The rooster is the male chicken and it engages in various rituals and courtship processes to impregnate the female chicken, or hen. Surprisingly, this is quite an involved process and their reproduction is quite different from mammalian reproduction. The most noticeable difference being that chickens lay eggs.
  1. Rituals

    • The breeding season for chickens is typically during spring and early summer. The common courtship ritual is the rooster doing a "dance" around the hen. He will drag his wing in a circle around the hen. More often than not the hen will walk off, and the rooster will chase her down and mount her beginning the insemination process.

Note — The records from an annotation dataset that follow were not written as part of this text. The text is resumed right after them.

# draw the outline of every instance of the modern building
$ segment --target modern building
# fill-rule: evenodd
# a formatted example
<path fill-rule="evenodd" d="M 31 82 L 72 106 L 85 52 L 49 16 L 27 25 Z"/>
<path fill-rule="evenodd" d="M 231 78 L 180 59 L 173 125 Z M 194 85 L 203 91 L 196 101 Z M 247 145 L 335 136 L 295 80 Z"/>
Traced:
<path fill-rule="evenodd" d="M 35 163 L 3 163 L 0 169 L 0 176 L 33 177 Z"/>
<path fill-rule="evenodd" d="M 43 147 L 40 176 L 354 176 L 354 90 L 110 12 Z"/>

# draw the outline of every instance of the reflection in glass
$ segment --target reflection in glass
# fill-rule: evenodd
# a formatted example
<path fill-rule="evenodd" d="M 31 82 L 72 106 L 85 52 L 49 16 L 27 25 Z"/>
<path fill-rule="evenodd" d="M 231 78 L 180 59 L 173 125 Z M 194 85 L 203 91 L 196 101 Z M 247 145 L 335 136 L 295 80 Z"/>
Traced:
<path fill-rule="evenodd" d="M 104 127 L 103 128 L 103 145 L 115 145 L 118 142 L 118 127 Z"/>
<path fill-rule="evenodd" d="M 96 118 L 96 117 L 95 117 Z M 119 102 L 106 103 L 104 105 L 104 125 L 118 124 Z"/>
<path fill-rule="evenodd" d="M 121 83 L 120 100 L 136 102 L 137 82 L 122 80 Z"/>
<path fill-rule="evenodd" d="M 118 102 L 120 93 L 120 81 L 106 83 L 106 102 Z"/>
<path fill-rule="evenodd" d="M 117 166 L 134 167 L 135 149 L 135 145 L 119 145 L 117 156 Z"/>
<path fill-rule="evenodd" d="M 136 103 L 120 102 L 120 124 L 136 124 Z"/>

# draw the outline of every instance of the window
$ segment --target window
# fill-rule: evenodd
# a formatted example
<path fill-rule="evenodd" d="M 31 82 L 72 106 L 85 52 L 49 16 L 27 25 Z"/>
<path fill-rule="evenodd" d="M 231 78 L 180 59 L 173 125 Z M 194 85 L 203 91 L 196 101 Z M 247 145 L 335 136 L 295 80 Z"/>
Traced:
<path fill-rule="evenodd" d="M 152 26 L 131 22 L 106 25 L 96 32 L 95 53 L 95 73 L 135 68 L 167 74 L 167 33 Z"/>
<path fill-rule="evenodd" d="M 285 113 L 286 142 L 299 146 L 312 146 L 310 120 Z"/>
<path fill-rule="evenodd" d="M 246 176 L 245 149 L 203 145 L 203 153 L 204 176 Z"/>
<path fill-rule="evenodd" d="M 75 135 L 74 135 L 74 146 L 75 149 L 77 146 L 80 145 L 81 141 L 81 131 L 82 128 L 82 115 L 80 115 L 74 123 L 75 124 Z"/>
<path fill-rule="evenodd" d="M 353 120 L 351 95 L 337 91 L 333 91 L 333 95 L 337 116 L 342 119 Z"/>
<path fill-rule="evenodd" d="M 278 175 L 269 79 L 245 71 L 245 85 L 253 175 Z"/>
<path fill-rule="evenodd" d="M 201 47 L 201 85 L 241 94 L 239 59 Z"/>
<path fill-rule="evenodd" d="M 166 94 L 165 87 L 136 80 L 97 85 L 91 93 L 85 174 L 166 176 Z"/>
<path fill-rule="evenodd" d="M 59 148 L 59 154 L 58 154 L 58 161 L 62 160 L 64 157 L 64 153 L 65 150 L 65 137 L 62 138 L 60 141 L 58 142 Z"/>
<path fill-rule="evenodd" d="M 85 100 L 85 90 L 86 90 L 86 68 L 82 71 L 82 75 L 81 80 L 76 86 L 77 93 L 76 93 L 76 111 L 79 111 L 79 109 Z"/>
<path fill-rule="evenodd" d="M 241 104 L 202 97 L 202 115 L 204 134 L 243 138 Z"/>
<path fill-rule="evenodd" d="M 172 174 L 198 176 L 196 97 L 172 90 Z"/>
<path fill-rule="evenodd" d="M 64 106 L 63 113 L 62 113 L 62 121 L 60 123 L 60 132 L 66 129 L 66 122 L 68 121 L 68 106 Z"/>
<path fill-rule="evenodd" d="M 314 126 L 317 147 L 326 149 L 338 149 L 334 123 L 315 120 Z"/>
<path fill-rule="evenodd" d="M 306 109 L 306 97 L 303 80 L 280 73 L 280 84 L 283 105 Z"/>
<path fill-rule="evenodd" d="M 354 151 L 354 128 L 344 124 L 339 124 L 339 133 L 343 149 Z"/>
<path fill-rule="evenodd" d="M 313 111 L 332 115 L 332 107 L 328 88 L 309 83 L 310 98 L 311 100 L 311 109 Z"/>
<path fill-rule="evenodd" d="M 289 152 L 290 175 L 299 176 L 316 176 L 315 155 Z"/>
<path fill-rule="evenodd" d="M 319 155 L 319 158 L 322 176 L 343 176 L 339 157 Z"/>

      Another ritual involves the rooster's cunning. The rooster is a clever animal and when he feels the need to impregnate a hen, he will lead the hens out to food, which is typically grain. He does this by clucking in a high pitch. The rooster then allows the hens to feed first. While feeding, the rooster will surreptitiously climb onto the back of the chosen hen and begin the insemination process.

    Insemination

    • Roosters do not have a reproductive organ that is similar to the penis. Instead, they have an opening called the cloaca. It is not visible, but it is something akin to a sperm glob. The rooster moves his cloaca near the hen's cloaca (females have a similar opening) and he deposits his sperm inside the hen's cloaca.

    Impregnation

    • Placing the sperm blob inside the hen's cloaca fertilizes the egg yolk that sits inside the hen's cloaca. The hen ovulates every 24 to 48 hours. Once the sperm is inside the egg yolk, the shell membrane emerges and it begins to harden around the yolk. The hen will lay the egg within about 24 hours after the ovulation occurs. An egg will emerge regardless of whether it was fertilized. It is good to keep a rooster around up to six hens to increase the likelihood of fertilization.

    Protection

    • Typically, roosters have their own "broods," which is a grouping of hens that he tends to fertilize with regularity. There may a few broods within a chicken coop and this can cause competition among the roosters. If another rooster approaches another rooster's brood, the rooster will protect the brood by pecking at the rooster and jumping upward and on top of the rooster, using its feet to cause damage.

    Hatching Tips

    • It takes anywhere from 21 to 24 days for the eggs to hatch. Unfortunately roosters can engage in infanticide, killing the newborn chicks. It is important to remove the newborn chicks from their parents after they are two days old. The parents, especially the roosters can peck at the chicks when they are young.